Si la vérité est subjective, alors elle varie d’un point de vue à l’autre, et depuis le même point de vue d’un moment à un autre. La dissociation est donc aux fondements de sa description, montrant que simplement parce qu’elles sont multiples, aucune version de la vérité subjective ne saurait correspondre à la vérité. Il n’est donc pas nécessaire d’analyser le concept de la vérité subjective depuis le prisme de la correspondance, puisqu’une telle définition de la vérité est fausse.

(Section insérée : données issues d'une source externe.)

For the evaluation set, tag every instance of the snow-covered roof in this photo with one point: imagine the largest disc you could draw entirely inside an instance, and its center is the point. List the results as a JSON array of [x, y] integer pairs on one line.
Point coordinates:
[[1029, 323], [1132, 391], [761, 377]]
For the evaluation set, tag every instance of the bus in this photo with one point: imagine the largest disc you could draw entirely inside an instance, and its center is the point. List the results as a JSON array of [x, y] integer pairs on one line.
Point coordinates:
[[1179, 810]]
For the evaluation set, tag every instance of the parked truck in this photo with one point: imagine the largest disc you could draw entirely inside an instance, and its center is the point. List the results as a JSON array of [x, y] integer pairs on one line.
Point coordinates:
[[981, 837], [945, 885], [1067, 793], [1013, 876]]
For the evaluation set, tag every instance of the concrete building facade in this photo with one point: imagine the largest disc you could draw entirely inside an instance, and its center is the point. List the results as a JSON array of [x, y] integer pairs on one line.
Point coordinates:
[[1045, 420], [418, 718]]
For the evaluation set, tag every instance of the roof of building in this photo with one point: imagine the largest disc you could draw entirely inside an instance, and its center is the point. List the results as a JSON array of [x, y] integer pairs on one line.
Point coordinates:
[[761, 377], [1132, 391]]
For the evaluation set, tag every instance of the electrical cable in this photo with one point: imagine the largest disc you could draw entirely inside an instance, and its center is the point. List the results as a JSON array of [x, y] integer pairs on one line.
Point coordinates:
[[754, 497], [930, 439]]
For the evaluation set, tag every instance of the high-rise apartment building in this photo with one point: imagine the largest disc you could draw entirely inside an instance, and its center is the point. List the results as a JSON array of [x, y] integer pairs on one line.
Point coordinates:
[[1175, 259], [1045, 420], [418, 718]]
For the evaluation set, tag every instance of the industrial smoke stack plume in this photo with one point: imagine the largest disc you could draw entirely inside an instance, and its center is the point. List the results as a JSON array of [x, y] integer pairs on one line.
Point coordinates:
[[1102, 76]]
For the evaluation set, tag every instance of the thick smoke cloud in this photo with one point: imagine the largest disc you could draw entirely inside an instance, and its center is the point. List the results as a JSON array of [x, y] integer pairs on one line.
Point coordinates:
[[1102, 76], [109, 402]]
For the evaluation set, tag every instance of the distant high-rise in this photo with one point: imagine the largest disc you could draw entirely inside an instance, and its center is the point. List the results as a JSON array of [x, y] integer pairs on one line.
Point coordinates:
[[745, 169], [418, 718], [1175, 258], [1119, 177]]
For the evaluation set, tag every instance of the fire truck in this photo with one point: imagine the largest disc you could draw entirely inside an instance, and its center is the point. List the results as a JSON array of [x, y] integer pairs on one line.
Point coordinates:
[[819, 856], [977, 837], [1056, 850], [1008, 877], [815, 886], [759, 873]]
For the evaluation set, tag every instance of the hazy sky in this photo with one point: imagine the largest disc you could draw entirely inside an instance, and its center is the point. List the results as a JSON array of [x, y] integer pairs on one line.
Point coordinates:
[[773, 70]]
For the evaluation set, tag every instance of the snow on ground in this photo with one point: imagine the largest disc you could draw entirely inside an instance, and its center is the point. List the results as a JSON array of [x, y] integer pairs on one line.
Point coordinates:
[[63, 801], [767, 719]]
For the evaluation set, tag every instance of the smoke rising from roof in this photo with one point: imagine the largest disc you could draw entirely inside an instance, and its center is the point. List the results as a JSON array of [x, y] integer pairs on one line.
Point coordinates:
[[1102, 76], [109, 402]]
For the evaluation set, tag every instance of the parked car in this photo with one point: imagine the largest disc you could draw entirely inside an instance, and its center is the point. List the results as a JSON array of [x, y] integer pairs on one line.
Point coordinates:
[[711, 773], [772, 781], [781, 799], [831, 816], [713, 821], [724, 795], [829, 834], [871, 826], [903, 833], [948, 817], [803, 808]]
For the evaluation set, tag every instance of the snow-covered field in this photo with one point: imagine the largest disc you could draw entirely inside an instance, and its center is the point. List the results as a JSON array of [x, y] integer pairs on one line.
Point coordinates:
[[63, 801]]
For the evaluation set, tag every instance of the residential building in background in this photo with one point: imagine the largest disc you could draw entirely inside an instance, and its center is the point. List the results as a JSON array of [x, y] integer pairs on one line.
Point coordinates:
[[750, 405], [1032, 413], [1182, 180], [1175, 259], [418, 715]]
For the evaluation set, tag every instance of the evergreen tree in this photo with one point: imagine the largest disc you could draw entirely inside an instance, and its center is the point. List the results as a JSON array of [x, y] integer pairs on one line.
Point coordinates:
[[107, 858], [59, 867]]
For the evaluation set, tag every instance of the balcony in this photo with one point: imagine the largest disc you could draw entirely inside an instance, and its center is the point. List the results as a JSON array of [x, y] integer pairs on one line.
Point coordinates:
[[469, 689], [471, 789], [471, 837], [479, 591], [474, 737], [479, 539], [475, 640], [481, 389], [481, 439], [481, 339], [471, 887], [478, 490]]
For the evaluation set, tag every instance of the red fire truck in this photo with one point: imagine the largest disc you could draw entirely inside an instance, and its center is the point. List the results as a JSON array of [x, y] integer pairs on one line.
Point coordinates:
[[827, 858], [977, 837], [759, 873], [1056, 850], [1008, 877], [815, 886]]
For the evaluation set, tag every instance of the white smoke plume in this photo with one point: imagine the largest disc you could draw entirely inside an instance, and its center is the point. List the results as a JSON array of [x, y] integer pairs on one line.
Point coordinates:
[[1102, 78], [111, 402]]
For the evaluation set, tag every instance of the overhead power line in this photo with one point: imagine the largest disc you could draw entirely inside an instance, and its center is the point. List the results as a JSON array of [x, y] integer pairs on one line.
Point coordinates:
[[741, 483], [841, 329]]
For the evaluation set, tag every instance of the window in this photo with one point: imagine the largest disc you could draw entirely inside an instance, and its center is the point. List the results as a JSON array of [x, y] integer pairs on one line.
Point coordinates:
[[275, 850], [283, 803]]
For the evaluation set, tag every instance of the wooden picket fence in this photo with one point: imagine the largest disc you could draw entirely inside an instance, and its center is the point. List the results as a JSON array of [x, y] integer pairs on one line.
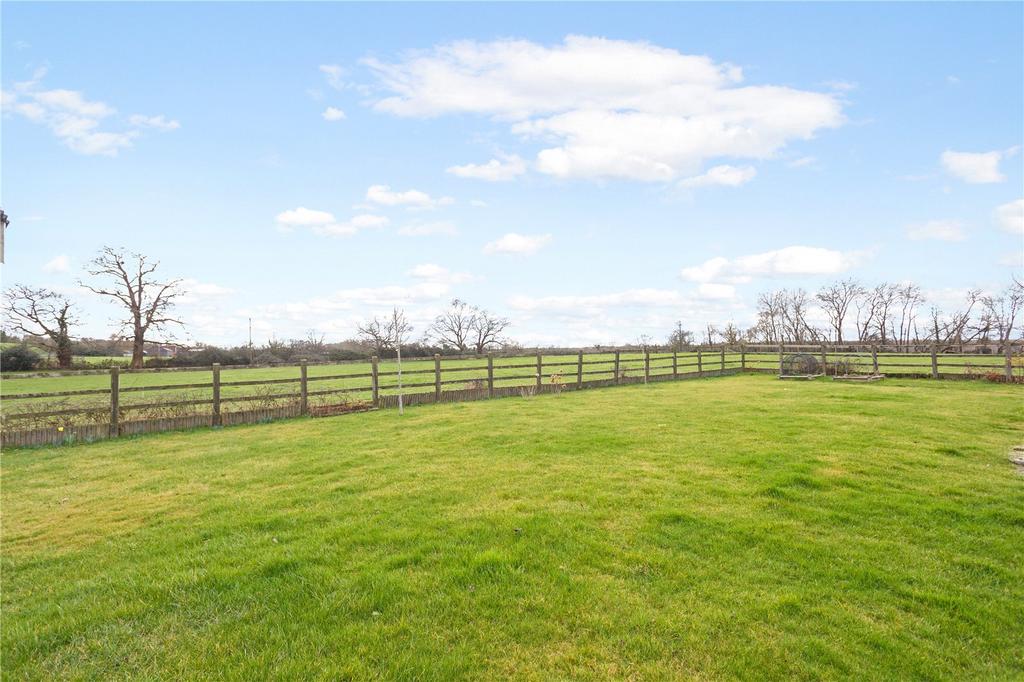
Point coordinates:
[[441, 384]]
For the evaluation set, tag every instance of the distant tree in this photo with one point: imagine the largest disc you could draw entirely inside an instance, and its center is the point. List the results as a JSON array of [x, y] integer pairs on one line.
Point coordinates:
[[486, 330], [375, 333], [42, 312], [680, 338], [1000, 312], [128, 279], [454, 328], [836, 300]]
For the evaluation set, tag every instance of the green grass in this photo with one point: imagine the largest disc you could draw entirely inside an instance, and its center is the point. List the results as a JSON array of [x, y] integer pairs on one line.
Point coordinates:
[[740, 527]]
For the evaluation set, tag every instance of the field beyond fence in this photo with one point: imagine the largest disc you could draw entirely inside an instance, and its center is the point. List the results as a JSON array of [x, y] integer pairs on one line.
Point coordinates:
[[55, 408]]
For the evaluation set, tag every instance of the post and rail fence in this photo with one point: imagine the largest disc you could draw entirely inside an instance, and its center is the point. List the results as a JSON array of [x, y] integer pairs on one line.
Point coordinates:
[[53, 417]]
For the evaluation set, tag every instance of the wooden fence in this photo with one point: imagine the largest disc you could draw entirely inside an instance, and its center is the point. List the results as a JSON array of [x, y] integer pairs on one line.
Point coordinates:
[[446, 381]]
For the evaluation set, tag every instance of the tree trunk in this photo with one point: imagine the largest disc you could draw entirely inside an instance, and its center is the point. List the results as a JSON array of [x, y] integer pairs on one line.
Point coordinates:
[[64, 351], [136, 352]]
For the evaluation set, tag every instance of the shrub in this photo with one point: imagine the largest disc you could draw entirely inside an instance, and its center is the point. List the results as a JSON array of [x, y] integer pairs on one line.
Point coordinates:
[[18, 358]]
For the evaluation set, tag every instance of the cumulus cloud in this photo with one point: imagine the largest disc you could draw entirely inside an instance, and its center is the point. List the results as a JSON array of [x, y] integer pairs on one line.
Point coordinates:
[[333, 114], [434, 272], [1010, 217], [496, 170], [57, 264], [729, 176], [323, 222], [382, 195], [609, 109], [976, 168], [513, 243], [942, 230], [439, 227], [75, 120], [791, 261], [591, 303]]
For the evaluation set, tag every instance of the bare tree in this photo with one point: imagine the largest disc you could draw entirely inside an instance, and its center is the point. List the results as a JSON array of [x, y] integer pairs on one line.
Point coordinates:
[[454, 328], [130, 282], [42, 312], [999, 312], [910, 298], [836, 300], [680, 338], [376, 333], [486, 330]]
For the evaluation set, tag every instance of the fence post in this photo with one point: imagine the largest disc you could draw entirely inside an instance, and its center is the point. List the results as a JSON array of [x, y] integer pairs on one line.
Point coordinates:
[[437, 378], [216, 393], [115, 402], [491, 375], [375, 381], [303, 389], [1009, 349]]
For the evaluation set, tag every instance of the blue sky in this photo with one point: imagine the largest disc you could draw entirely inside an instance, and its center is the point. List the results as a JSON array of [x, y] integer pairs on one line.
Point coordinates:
[[592, 171]]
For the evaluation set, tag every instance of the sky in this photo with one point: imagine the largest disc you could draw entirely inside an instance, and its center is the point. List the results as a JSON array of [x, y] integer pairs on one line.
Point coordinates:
[[594, 172]]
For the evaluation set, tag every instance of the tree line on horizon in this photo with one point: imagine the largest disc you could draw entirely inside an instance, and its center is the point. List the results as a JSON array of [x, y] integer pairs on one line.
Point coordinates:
[[886, 313]]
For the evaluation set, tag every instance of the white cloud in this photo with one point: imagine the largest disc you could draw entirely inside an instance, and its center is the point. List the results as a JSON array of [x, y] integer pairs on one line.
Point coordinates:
[[717, 291], [791, 261], [593, 303], [609, 108], [75, 120], [729, 176], [434, 272], [440, 227], [160, 122], [382, 195], [802, 162], [57, 264], [976, 168], [323, 222], [1010, 216], [496, 170], [942, 230], [333, 114], [513, 243]]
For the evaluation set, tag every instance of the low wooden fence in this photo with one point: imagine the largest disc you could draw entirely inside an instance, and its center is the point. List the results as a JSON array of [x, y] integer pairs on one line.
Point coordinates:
[[92, 414]]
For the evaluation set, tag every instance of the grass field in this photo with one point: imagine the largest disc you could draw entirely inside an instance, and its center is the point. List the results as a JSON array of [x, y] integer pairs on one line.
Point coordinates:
[[508, 372], [739, 526]]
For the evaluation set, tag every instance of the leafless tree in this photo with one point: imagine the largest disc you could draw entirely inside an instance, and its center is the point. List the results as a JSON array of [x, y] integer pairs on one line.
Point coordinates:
[[680, 338], [909, 298], [454, 328], [999, 312], [486, 330], [42, 312], [130, 281], [836, 300], [376, 333]]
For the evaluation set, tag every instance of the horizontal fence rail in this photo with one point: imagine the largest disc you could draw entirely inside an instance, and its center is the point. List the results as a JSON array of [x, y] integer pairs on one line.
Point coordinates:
[[128, 403]]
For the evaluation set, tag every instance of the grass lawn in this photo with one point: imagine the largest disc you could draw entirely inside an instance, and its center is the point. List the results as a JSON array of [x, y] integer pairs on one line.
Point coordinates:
[[740, 526]]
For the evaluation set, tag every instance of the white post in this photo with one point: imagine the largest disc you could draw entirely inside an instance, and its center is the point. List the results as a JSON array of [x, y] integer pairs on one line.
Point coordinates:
[[400, 408]]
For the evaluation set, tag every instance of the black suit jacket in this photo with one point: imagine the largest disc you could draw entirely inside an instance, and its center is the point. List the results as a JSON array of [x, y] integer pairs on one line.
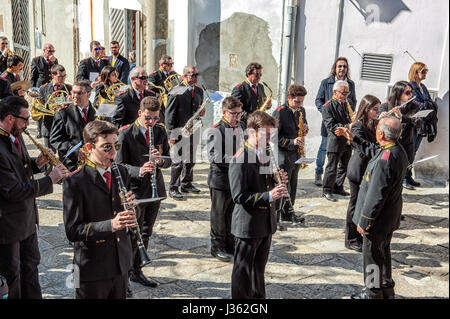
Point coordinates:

                               Vérité normative

La question de la vérité normative est plus subtile puisqu’elle se fonde sur le consensus d’une part et sur la morale de l’autre. Considérer une morale universelle a ses limites. Car si la morale universelle était accessible (ici, il ne s’agit pas de contester son influence, puisqu’elle est située au niveau de la vérité absolue), elle serait admise de manière unanime, ce que démentent les observations anthropologiques. Tout principe moral est fondé sur son utilité au groupe selon une acception darwiniste. Quant à la prévalence d’une morale sur l’autre, de la confrontation dialectique entre les groupes procède une sélection d’un système moral relativement à l’autre. Ne reste alors que le consensus. C’est-à-dire la correspondance entre les comportements individuels et les règles collectivement admises.

                               Vérité objective

Puisqu’elle est universelle et invariante à travers toute chose, la vérité objective n’est que l’autre nom de la règle solution, soit de la correspondance entre elle et les applications qui en découlent. Elle n’est rien d’autre qu’une vérité correspondance.

                               Vérité mathématique

La vérité mathématique est d’une part une vérité cohérence, c’est-à-dire une correspondance (par la règle mathématique) entre la loi mathématique fondamentale et les équations qui en découlent, ainsi qu’une vérité objective dans le cas où la loi mathématique serait appliquée aux événements.

                               Vérité historique

La vérité historique n’a de sens qu’à la condition qu’elle respecte une correspondance entre le fait historique et le récit historique.